Capital Digital Online integrava o projeto de reestruturação editorial do veículo de comunicação mais tradicional da região. São insumos indispensáveis a quem se dispuser reconstruir a memória jornalística do Grande ABC. Lembro aos leitores que, além de diretor de Redação do Diário do Grande ABC, seguia à frente da revista LivreMercado, que criei em março de 1990. Acompanhem a edição de 31 de janeiro de 2005. 

 Edição número 38 

Percorridos 10% do trajeto,

o que temos na Redação?

 DANIEL LIMA  

Embora com algum atraso, não podemos deixar de registrar que já percorremos 10% do trajeto de 60 meses da primeira fase de restruturação da Redação do Diário do Grande ABC. Completamos seis meses no último dia 21 e estamos, finalmente, começando a perceber que não estamos enxugando gelo. 

Embora ainda existam pontos a serem duramente criticados, e tropeços que se repetem, no conjunto da obra a equipe de Redação começa a perceber que, finalmente, o jornal tem um norte, e esse norte está compactado no conceito de regionalidade. Há seis meses consecutivos que nossa principal manchete de primeira página -- e a maioria das demais -- está voltada para o Grande ABC. Um recorde absoluto na história do jornal que, muitas vezes, assumiu postura típica do gataborralheirismo que tanto condeno. 

Atingir temporalmente 10% da jornada com resultados em média superiores a esse índice é apenas o começo de trajetória que se pretende muito longa e fértil. Temos problemas crônicos na Redação, os quais estão sendo tratados diretamente com secretários e editores, agentes de multiplicação dos conceitos. Mas acredito que reunimos condições de superar todas as adversidades e chegar ao ponto que imaginamos. Desde que, evidentemente, a rotatividade de recursos humanos não seja estratégia burra de parametrização de custos em vez de ferramental de oxigenação do produto. 

Mais do que imaginam todos os colaboradores, estou absolutamente atento ao que ocorre na Redação. Minhas análises são individuais e coletivas. Não vejo cada profissional como algo desgarrado dos demais. Nem todo o conjunto desvinculado do individual. Somos resultados de nossas circunstâncias individuais e grupais. Parece óbvio, mas convém repetir: o jornal que levamos ao público depende individualmente de cada um de nós, mas também conjuntamente de todos nós. 

Sugiro àqueles que eventualmente ainda não entenderam nossos propósitos que leiam atentamente o Planejamento Estratégico Editorial. Ali estão consolidados os nossos objetivos, com a visão de quem vive o jornalismo do Grande ABC há muito tempo e que, embora regionalista por natureza e por necessidade, acompanha avidamente todas as nuances da globalização porque sabe que não há regionalidade que resista à ignorância da mundialização financeira, econômica, social e cultural. 

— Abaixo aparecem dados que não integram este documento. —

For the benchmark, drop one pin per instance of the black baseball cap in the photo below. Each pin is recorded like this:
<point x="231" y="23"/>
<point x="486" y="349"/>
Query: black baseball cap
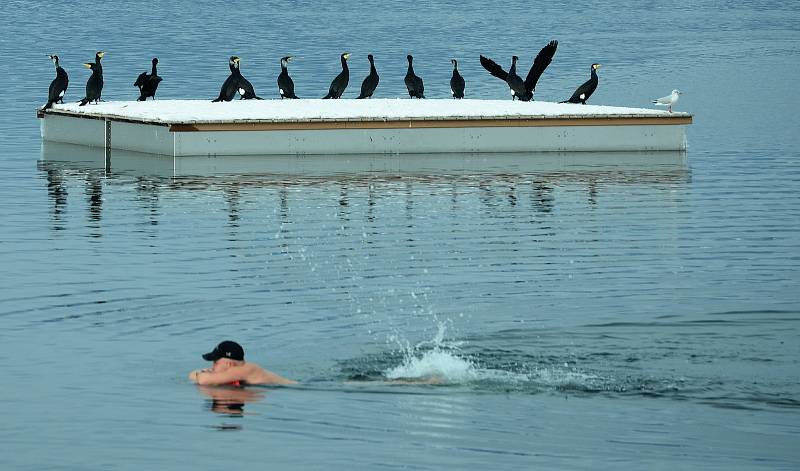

Qualquer dia desses vou fazer uma breve listagem de todos os pontos em que avançamos na Redação do Diário do Grande ABC. Coisas impressionantemente ignoradas por gente que passou por aqui e, por deficiência ou negligência, foi incapaz de perceber e, portanto, combater. 

Avançamos muito nesses seis meses, mas temos muito mais a avançar. Ainda não me conformo com erros primários, mas me consolo quando percebo que a bateria de imperfeições já não é tão abusadamente carnavalesca. 

Percorridos 10% do trajeto, o que temos na Redação? Temos a sinalização de um futuro melhor. Querem melhor incentivo a novos avanços?